One day, about the middle of November of that year, little Nina came into our house and threw herself into our arms, crying as if her heart would break.

"Why, Nina dear," asked my wife, "what is the matter? Is any one sick or dead?"

"Oh, no," she sobbed, "but I can't come to Sunday-school any more. Papa and Mamma and I are going away off into the mountains to-morrow, and we'll never come back here again."

We petted and soothed her, the best comfort I could give her being the thought of the great hunting adventures that were before her. So the wilderness swallowed up my brave little friend, and for eight years I had no word of her. By that time I was at another large gold camp, in a distant part of the great Yukon Valley.

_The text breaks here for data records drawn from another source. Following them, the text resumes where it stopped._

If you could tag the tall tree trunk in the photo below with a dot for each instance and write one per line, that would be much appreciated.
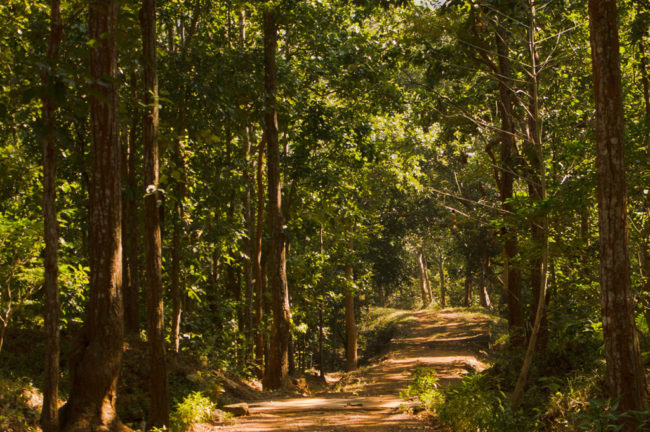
(278, 369)
(484, 296)
(130, 279)
(645, 244)
(425, 289)
(158, 387)
(176, 284)
(249, 246)
(443, 288)
(536, 186)
(350, 325)
(539, 269)
(249, 215)
(257, 263)
(97, 356)
(468, 284)
(512, 275)
(49, 414)
(625, 373)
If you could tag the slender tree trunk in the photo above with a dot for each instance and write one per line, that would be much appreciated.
(645, 244)
(539, 269)
(249, 247)
(484, 296)
(249, 215)
(158, 387)
(424, 279)
(625, 373)
(97, 356)
(278, 369)
(257, 263)
(443, 288)
(537, 186)
(468, 285)
(321, 337)
(130, 279)
(177, 246)
(350, 325)
(512, 275)
(49, 414)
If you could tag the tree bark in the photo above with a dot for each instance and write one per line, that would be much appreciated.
(278, 368)
(425, 289)
(249, 246)
(97, 356)
(257, 263)
(468, 285)
(625, 374)
(130, 279)
(645, 243)
(350, 325)
(158, 387)
(49, 414)
(512, 275)
(443, 288)
(539, 225)
(484, 296)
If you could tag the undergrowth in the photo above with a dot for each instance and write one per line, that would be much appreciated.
(566, 388)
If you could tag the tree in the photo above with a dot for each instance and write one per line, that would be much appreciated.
(158, 388)
(49, 414)
(625, 372)
(278, 368)
(97, 355)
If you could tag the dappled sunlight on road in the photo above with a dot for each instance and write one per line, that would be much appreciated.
(448, 341)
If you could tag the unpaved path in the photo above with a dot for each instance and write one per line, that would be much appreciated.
(448, 341)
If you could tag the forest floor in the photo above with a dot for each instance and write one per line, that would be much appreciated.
(452, 342)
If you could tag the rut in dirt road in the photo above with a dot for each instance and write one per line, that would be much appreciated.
(449, 341)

I was the only minister in a region larger than Pennsylvania. My parish extended from two to five hundred miles in different directions from the camp in which I wintered. That winter I traveled with my dogs between two and three thousand miles, in preaching and exploring trips. Magazines, papers and books sent me by churches, Sunday-schools, Boys' Scouts, and women's missionary societies, I found three hundred miles from my central reading room, in miners' and trappers' cabins and in roadhouses to which I had sent them.

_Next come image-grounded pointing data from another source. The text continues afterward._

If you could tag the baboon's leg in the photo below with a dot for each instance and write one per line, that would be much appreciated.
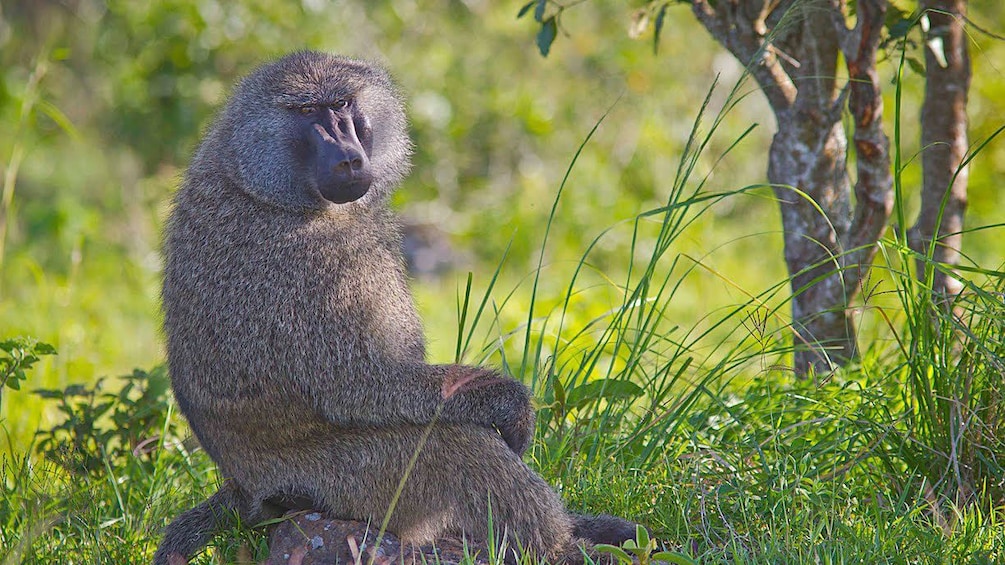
(463, 479)
(191, 531)
(603, 529)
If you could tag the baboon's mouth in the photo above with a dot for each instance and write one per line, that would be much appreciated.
(345, 193)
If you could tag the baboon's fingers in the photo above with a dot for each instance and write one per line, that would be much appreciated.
(603, 529)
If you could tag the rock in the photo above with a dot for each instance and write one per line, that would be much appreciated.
(309, 538)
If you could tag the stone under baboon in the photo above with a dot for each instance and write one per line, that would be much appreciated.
(294, 348)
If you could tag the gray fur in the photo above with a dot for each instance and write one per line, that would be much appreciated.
(295, 351)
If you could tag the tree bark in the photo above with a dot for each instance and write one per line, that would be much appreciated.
(944, 144)
(791, 47)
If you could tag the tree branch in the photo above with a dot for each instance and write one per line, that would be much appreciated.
(746, 38)
(873, 192)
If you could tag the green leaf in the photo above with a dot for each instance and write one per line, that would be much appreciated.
(527, 7)
(559, 391)
(641, 534)
(916, 65)
(549, 30)
(617, 552)
(539, 12)
(672, 557)
(657, 27)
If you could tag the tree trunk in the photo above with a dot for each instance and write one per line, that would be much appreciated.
(792, 47)
(944, 144)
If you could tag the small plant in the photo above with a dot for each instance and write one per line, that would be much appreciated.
(643, 551)
(103, 425)
(17, 355)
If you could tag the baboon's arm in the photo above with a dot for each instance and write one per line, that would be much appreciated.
(421, 393)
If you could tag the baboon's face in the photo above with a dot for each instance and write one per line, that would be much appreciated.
(336, 141)
(313, 131)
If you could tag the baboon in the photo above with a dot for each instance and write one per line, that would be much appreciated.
(293, 345)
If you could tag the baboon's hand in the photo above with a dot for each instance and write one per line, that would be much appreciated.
(481, 396)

About the middle of the winter I was delighted to get a letter from Nina. It was written from a point about two hundred and fifty miles distant, in that great game-stocked region which lies west of the Alaska Range, of which Mt. McKinley, "The Top of the Continent," is the highest peak. It was a cheery, girlish letter—just such an one as I might have expected from Nina—grown-up. It told me of her marriage, two years before, to a young man whom I had known—one who had loved her when she was a little girl, had followed her and her parents to the western wilderness, waited patiently for her to grow up, and, now that they were married, seemed to her all that was admirable and complete in manhood. It was her one romance and was very sweet and perfect.

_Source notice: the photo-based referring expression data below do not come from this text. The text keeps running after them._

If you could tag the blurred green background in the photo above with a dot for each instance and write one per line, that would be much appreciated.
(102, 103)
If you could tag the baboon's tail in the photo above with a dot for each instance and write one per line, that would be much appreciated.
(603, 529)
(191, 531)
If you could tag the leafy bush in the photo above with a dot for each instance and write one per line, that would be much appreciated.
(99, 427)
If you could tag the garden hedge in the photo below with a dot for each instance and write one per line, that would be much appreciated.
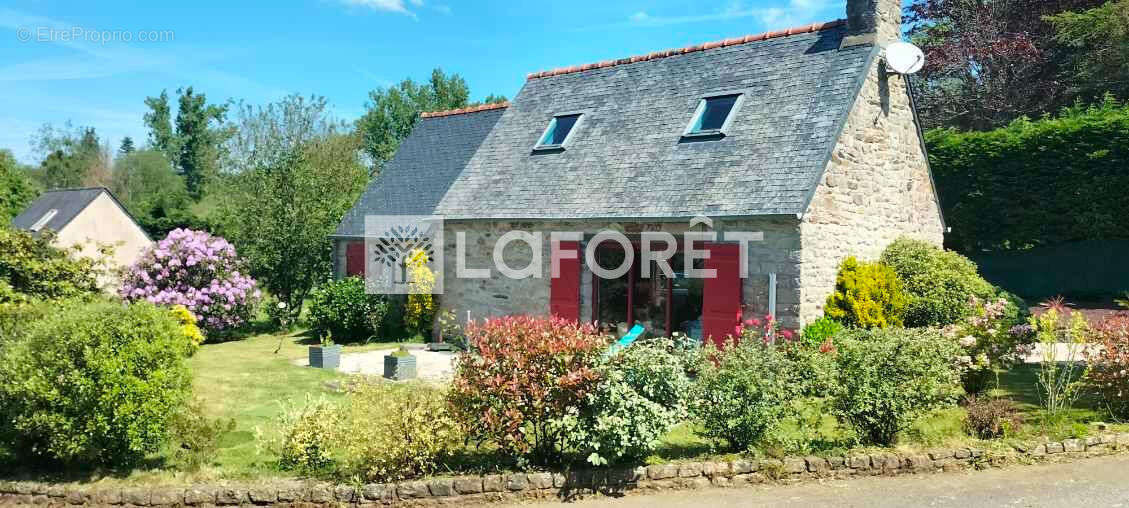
(1038, 182)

Nina and her husband were living in a large cabin on one of the trails that led from the Interior to the Coast. Nina called it a roadhouse, and, though low and dark, with only poles for floor, and pole-bunks for beds, it was fitted for the accommodation of a dozen travelers. Nina was queen of a wide realm. Her cabin was a hundred and twenty-five miles from that of the nearest white woman. They were two hundred miles from the nearest store. They were in the heart of the richest game region of North America—the western foot-hills of the Alaska Range. They were prospectors for gold in the summer; farmers, raising their own potatoes and vegetables and wheat for their chickens; trappers during the winter; hunters all the time; and hotel-keepers during the six months when snow and frozen streams and lakes lured travelers along the lonely trail.

There was in Nina's letter, however, no hint of loneliness; rather a joyful tone of contentment, as one of God's favored creatures; and of comradeship with the things about her—the mountains, the forests and the myriads of animals, small and great. She invited me to come and make them a long visit and have a big hunt. Her letter also spoke of the one need in her life that I could supply—Bibles, books and magazines.

Very few travelers came my way who had passed Nina's that winter, but from most of them I heard of my little chum, and always in terms of enthusiastic praise.

"I am a city man," said a young lawyer from Seattle, "and am in this wild land just long enough to make my stake and get back to the rattle of the street-cars. The 'call of the wild' has no allurement for me. There is just one thing that could make me settle down in Alaska, and that is to find such a mate as that little woman."